So what was our problem with Radical Orthodoxy?

Many years ago, AUFS was arguably best known among theology blogs for its rejection of Radical Orthodoxy. It was regularly alleged that we had no substantive critique but were simply trashing Radox, presumably out of a desire for attention.

At this late date, I think it should be clear that our critique was well-founded: Radical Orthodoxy, as exemplified by its founder and champion, John Milbank, has shown itself to be an openly imperialist and anti-democratic approach to theology. Far from being an unfortunate accident or dispensable supplement, the political consequences are very clearly put forward as intrinsic to the theology itself — an unsurprising result when we recall that one of the distinctive features of Radical Orthodoxy is the insistence on an ontological hierarchy. Further, it has grown increasingly Islamophobic, as Milbank has insistently pinned the blame for modernity’s “heretical” innovations on the influence of Islam.

One can forgive abhorrent political positions in a writer who delivers profound insight — I am an avid reader of Schmitt and Heidegger, for instance — but there is no such payoff for Radical Orthodoxy. The readings of modern and especially contemporary philosophers is tendentious to the extreme, while the interpretation of classic figures in theology is often contrived at best. Everything is forced into the mold of a Christian orthodoxy that owes more to Plato than to Christ, rejected as a dangerous enemy to this orthodoxy, or (at the most “generous”) read as a failed attempt to attain the pure insight of orthodoxy.

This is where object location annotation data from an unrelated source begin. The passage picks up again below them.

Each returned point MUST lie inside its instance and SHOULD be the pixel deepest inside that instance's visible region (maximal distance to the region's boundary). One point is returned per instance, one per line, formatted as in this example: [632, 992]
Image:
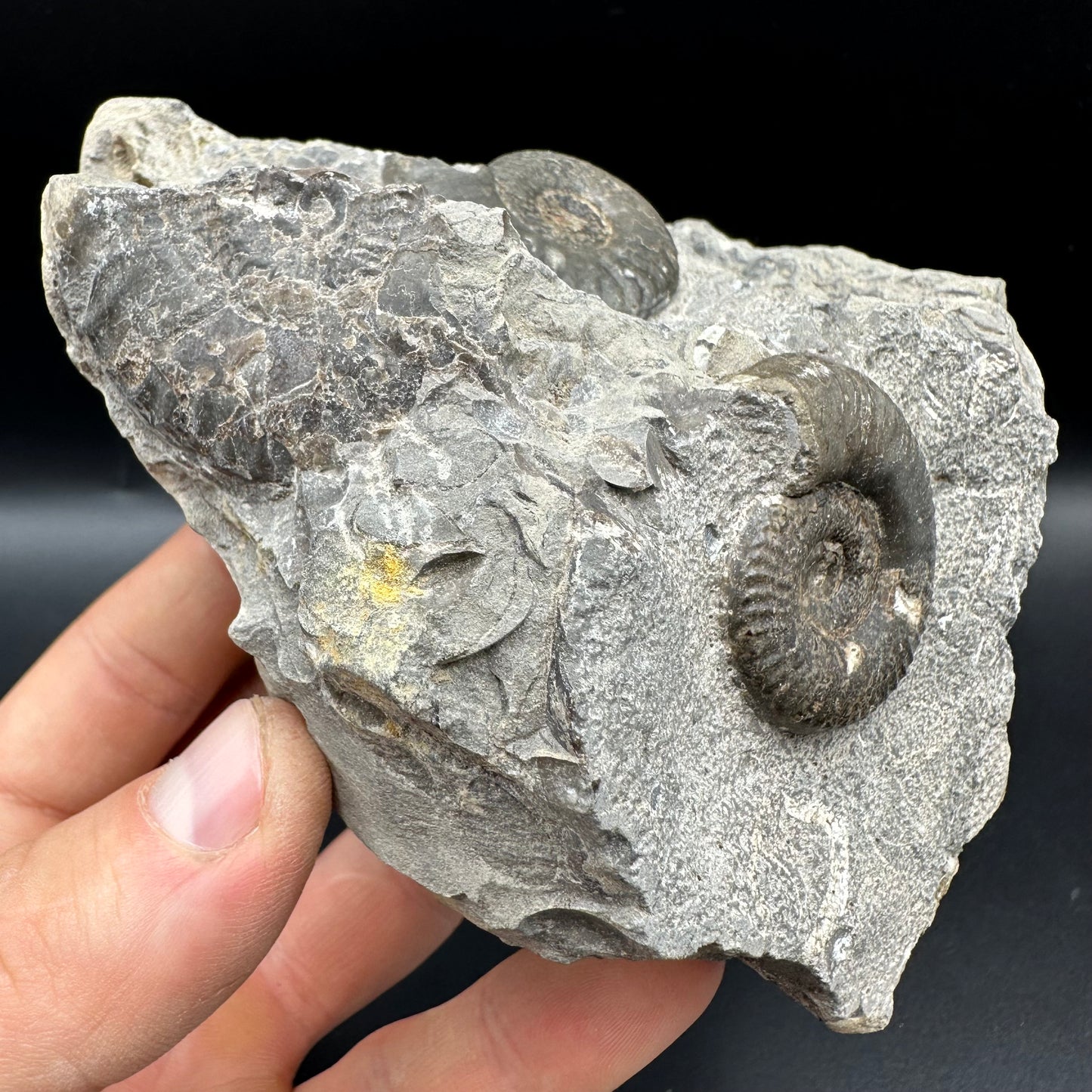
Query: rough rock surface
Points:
[481, 523]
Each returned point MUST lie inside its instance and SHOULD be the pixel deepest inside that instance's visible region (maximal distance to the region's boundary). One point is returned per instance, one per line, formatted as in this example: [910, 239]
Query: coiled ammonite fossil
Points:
[596, 233]
[832, 583]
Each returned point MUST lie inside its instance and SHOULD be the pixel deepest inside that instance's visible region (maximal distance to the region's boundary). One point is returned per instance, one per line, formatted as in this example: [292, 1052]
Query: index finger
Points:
[118, 688]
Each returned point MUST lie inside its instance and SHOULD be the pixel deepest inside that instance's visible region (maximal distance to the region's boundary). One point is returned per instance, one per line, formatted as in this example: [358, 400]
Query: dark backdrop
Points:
[947, 135]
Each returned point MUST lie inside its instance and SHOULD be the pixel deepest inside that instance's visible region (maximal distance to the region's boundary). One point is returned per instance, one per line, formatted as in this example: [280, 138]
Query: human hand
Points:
[171, 928]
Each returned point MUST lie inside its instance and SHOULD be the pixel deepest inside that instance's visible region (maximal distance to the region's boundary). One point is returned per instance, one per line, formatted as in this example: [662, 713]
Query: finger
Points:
[358, 928]
[125, 926]
[152, 651]
[531, 1025]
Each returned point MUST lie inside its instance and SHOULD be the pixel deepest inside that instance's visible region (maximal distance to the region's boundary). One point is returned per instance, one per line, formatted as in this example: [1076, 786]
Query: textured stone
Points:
[485, 530]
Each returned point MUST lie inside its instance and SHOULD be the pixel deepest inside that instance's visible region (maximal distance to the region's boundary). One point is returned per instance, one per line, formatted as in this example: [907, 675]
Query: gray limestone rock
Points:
[620, 637]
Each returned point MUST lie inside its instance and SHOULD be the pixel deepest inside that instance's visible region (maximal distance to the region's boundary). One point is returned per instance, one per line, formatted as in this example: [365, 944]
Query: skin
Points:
[134, 961]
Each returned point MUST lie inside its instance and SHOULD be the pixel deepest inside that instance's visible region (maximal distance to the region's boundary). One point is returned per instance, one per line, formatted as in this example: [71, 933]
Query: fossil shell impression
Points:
[834, 582]
[596, 233]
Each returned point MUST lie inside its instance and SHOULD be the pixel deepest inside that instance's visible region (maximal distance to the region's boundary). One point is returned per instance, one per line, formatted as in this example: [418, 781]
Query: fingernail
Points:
[211, 795]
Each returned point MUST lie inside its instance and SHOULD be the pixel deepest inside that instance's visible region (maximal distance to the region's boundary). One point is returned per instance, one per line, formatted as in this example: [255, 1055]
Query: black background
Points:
[944, 135]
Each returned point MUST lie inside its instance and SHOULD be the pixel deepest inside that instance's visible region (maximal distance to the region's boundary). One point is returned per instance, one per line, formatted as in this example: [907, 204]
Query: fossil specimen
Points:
[832, 583]
[552, 520]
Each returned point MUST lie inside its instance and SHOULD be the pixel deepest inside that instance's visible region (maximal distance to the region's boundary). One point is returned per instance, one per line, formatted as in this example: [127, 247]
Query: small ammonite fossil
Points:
[832, 582]
[596, 233]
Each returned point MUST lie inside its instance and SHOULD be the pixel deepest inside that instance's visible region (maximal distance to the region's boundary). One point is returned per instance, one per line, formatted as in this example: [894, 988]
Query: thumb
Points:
[124, 927]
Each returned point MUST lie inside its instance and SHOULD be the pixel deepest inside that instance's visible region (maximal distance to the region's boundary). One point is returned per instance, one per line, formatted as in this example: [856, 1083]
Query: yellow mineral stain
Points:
[385, 577]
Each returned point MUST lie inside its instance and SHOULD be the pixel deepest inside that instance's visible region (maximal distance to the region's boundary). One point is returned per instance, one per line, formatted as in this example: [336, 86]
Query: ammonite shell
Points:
[596, 233]
[831, 588]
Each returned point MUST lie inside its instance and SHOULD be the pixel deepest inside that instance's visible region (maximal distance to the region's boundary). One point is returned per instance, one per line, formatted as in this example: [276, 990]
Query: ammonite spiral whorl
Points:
[596, 233]
[832, 583]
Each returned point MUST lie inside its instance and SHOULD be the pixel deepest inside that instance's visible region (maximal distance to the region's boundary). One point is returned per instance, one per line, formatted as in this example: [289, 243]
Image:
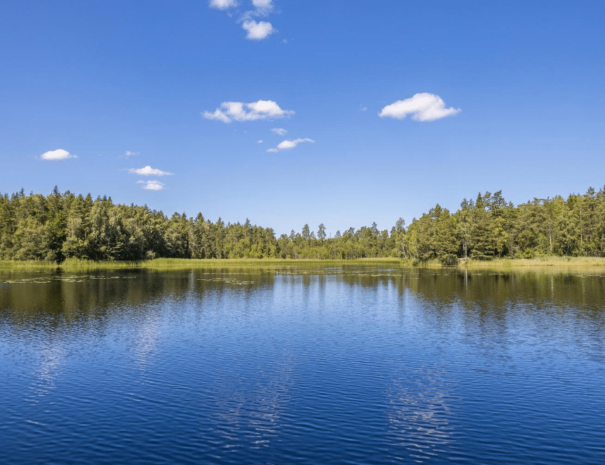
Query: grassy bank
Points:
[185, 264]
[503, 264]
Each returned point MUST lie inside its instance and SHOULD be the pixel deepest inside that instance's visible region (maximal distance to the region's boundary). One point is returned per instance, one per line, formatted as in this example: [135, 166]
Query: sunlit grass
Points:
[513, 264]
[74, 264]
[27, 265]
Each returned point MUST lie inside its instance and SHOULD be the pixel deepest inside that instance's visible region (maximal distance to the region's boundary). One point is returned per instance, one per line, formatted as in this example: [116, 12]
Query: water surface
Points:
[302, 365]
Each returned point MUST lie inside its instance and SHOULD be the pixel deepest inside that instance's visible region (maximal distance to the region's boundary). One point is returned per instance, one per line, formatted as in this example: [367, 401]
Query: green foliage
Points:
[63, 226]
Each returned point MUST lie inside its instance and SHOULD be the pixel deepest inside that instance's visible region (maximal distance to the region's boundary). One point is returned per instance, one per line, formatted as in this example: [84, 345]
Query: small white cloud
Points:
[152, 185]
[238, 111]
[258, 30]
[148, 171]
[222, 4]
[263, 3]
[58, 154]
[289, 144]
[422, 107]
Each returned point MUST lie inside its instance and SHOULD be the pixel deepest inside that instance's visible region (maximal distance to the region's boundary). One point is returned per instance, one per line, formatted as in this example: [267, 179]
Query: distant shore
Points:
[180, 263]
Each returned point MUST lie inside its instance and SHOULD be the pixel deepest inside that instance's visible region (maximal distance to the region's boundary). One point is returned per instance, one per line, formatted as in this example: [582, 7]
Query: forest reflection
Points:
[69, 298]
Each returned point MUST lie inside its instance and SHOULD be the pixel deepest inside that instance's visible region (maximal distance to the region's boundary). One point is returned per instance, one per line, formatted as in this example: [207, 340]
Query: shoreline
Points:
[502, 264]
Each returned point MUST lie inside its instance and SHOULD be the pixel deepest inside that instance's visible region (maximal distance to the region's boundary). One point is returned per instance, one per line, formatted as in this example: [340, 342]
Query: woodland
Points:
[64, 225]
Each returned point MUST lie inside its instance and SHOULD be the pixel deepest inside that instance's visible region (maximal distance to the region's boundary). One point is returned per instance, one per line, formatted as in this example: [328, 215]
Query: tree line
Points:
[64, 225]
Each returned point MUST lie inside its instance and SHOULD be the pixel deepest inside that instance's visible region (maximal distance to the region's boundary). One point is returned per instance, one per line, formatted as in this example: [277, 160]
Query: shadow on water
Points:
[300, 365]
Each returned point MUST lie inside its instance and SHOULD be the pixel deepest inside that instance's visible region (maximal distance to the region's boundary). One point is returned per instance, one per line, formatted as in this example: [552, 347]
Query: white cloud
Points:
[422, 107]
[58, 154]
[238, 111]
[264, 4]
[152, 185]
[289, 144]
[222, 4]
[258, 30]
[148, 171]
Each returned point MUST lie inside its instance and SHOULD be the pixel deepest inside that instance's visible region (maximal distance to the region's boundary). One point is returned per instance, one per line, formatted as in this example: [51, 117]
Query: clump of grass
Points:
[76, 264]
[514, 263]
[179, 263]
[38, 265]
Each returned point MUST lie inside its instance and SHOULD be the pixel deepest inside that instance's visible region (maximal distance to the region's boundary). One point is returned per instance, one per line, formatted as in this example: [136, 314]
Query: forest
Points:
[64, 225]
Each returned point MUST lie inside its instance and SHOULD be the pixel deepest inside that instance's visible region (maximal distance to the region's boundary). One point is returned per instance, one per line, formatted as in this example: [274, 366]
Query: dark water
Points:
[333, 365]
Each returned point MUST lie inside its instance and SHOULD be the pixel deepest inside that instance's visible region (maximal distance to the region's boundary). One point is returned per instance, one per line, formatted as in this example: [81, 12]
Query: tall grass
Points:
[74, 264]
[513, 264]
[543, 262]
[35, 265]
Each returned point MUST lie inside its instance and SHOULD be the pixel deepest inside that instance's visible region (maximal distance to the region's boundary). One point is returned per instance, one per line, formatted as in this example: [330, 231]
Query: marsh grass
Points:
[74, 264]
[33, 265]
[531, 263]
[508, 264]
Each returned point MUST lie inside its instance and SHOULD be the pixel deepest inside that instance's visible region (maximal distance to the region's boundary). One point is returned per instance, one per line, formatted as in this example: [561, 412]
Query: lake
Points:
[339, 365]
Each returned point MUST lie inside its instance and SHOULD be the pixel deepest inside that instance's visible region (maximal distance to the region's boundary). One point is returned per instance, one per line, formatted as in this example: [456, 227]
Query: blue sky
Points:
[100, 78]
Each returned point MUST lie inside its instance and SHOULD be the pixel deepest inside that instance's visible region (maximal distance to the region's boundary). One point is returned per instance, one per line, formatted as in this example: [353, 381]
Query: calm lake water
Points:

The core problem, however, is that the Radical Orthodox position strips Christianity of literally everything promising or attractive. The God of Radical Orthodoxy is not the God of the oppressed — instead, Milbank feels comfortable asserting (with utterly no basis) that Christianity was an aristocratic movement from the very beginning. There is no meaningful theology of the cross, apart from an attempt to hijack the prestige of Agamben’s homo sacer concept by applying it to Jesus. There is no sense of the apocalyptic tension between God and the earthly ruler — instead, monarchism is put forward as a straightforward logical corollary of Christianity.

So in short, our problem with Radical Orthodoxy was: everything.

4 thoughts on “So what was our problem with Radical Orthodoxy?

  1. Hi Adam, thank you for this post. I actually started following AUFS for because Radical Orthodoxy and have always appreciated your critiques of it. But I have always had some questions about the reasoning behind AUFS’s ‘problem with Radical Orthodoxy’, and I would like to ask some of them here if that’s okay:

    I am intrigued by your remarks on how ‘the Radical Orthodox position strips Christianity of literally everything promising or attractive’.
    What do you mean by ‘promising or attractive’—how do you determine what is that?
    Leaving its apparent lack of Christology aside for a moment, it seems to me RO is a kind of robust outworking of the logic/ideology of pre-modern Christianity (and I guess post-Constantine) , one which is deliberately or indeed provocatively anti-modern.
    If one judges ‘everything promising or attractive’ about Christianity by modern standards, democratic anti-imperialism or, well, religious pluralism, then of course RO would be offensive. But I am not sure whether such a position would be simply against RO, or all forms of conservative or ’orthodox’ Christianity per se?

    (So to go back to Christology:) It is perhaps insensitive or even nonsensical for the modern mind to say that ‘Islam is a Christian heresy’, but doesn’t Islam fundamentally posit a form of Arian Christology? Wouldn’t an orthodox Christianity (esp. one which affirms the uniqueness or exclusivity of the Christian faith or church) always inevitably going to be somewhat Islamophobic or anti-Islamic?

    And, perhaps one last question: I noticed you emphasised ‘was’ in this post, does that suggest a change in position regarding your ‘problem with RO’ now?

    Thanks!

  2. There has been no change in our position. The past tense refers only to a time when we used to talk about Radox more.

    Look at the concrete things I say are absent from Radox: do they sound like a checklist of modern liberal points? Is it inconceivable that one could embrace positions that are in some ways homologous with modern left-wing positions precisely on theological grounds?

    What the Qur’an says about Jesus, it says for its own reasons. Framing it in terms of Christian heresies obscures that fact. Indeed, one of the worst instincts of a heresy-hunting Christianity is that everything can be construed as just another version of an old heresy — as though orthodoxy not only defines the truth, but also defines in advance every possible deviation from the truth.

  3. Sorry I didn’t intend to suggest your position was ‘liberal’ etc. I was just hoping for some views on how I can selectively affirm the ‘promising/interesting’ aspects of Christian ‘orthodoxy’ and refute ‘heresy-hunting’ aspects without following some ‘liberal’ or at least extra-Christian criteria (or some re-invention of Christian orthodoxy).
    Anyway, thank you for taking the time to reply to my question.